Sonhos, ilusões de romance
Defender a União das Américas, do Alasca à Terra do Fogo, é cultivar quimeras
e utopias desvairadas
FIQUEI RECONFORTADO. Um
importante empresário brasileiro publicou nesta Folha, há
poucos dias, um artigo em defesa
da União das Américas. Verifiquei,
satisfeito, que, nos meios empresariais, também se vendem sonhos e
ilusões de romance, como na canção de Lulu Santos. À primeira vista, temos por aqui apenas capitalistas em busca permanente de lucros, subsídios, isenções tributárias e privatizações baratas. Mas
não. Eles também cultivam quimeras e até utopias desvairadas.
A União das Américas, do Alasca
à Terra do Fogo, é uma dessas utopias. Não vou citar o empresário
nominalmente. Poderia fazê-lo, até
porque o leitor provavelmente sabe de quem se trata. Mas é que os
argumentos de que ele se valeu não
são nada originais e refletem uma
atitude ainda bastante comum no
Brasil. Individualizar a crítica seria
dar à polêmica um caráter por demais restrito.
Na verdade, a tese da União das
Américas é antiga e já um tanto bolorenta. Mas não está morta. A referida União se faria evidentemente sob a liderança dos EUA. Entretanto, o "grande líder", comenta o
empresário utopista, deveria "dar
mais atenção aos vizinhos do seu
próprio quintal" (sic).
A defesa do projeto pan-americano se apóia quase sempre em alguns argumentos básicos, insistentemente repetidos. Primeiro argumento: o mundo estaria se organizando em grandes blocos regionais. "É óbvio", diz o nosso utopista, "que o mundo caminha para
formar três blocos distintos: Europa, Ásia e América."

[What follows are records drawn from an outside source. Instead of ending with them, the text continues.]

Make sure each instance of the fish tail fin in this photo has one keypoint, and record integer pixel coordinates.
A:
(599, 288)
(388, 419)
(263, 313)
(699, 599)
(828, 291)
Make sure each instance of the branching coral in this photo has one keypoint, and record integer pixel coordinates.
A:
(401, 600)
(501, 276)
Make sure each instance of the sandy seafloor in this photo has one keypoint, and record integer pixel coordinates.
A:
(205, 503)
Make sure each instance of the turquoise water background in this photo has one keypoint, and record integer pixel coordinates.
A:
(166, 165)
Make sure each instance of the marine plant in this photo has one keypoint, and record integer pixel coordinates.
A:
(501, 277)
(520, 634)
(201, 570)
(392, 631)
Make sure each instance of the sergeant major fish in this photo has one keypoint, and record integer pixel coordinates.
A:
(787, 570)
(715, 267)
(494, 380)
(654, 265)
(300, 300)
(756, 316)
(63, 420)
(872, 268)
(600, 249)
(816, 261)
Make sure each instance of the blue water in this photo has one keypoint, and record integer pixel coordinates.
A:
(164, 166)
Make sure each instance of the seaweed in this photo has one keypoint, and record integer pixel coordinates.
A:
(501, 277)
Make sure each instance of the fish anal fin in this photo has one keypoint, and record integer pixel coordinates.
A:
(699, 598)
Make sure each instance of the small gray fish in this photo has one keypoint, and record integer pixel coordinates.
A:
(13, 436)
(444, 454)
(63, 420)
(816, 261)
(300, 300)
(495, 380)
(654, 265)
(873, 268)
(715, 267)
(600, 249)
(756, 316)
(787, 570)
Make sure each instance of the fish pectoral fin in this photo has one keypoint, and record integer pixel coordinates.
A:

Segundo argumento: um bloco
latino-americano, ou mesmo apenas sul-americano, não seria viável. Não teríamos força política e
econômica, competência ou coesão para tal. Nada de agitação nas
imediações do quintal do grande líder! Faz parte desse segundo argumento supervalorizar e exagerar os
conflitos de interesse entre países
sul-americanos ou latino-americanos.
Terceiro argumento: não haveria
motivo para temer a União das
Américas, pois a União Européia
seria um exemplo vivo de que a integração regional pode ter resultados altamente benéficos para os
países envolvidos, mesmo os mais
atrasados economicamente.
Todos esses argumentos são frágeis. Vamos por partes, como faria
Jack, o Estripador. Primeiramente, não é nada óbvio que o mundo
esteja se organizando em blocos
regionais. Não há bloco asiático em
formação. As grandes nações da
Ásia não superaram as suas rivalidades históricas, o que impediu até
agora o lançamento de um processo de integração regional ambicioso, remotamente comparável ao
europeu. China e Japão não se entendem. A Índia desconfia da China e vice-versa. Índia e Paquistão
estiveram, nas décadas recentes,
várias vezes em guerra ou à beira
disso.
Na verdade, o bloco europeu é
um caso único, resultado de uma
experiência histórica singular.
Duas guerras mundiais, que foram,
em grande parte, guerras civis européias e que geraram níveis nunca
antes vistos de violência, destruição e mortes, levaram a que as
grandes potências do continente,
começando pela França e a Alemanha, optassem finalmente por uma
aliança estratégica. Essa aliança
vem sendo pacientemente construída, ao longo de mais de 50 anos,
não sem tropeços, dificuldades e
resistências. Trata-se de um processo de integração profundo, relativamente equilibrado, que permite, por exemplo, a livre circulação
de trabalhadores e leva em conta a
necessidade de apoiar sistematicamente o desenvolvimento dos países mais atrasados.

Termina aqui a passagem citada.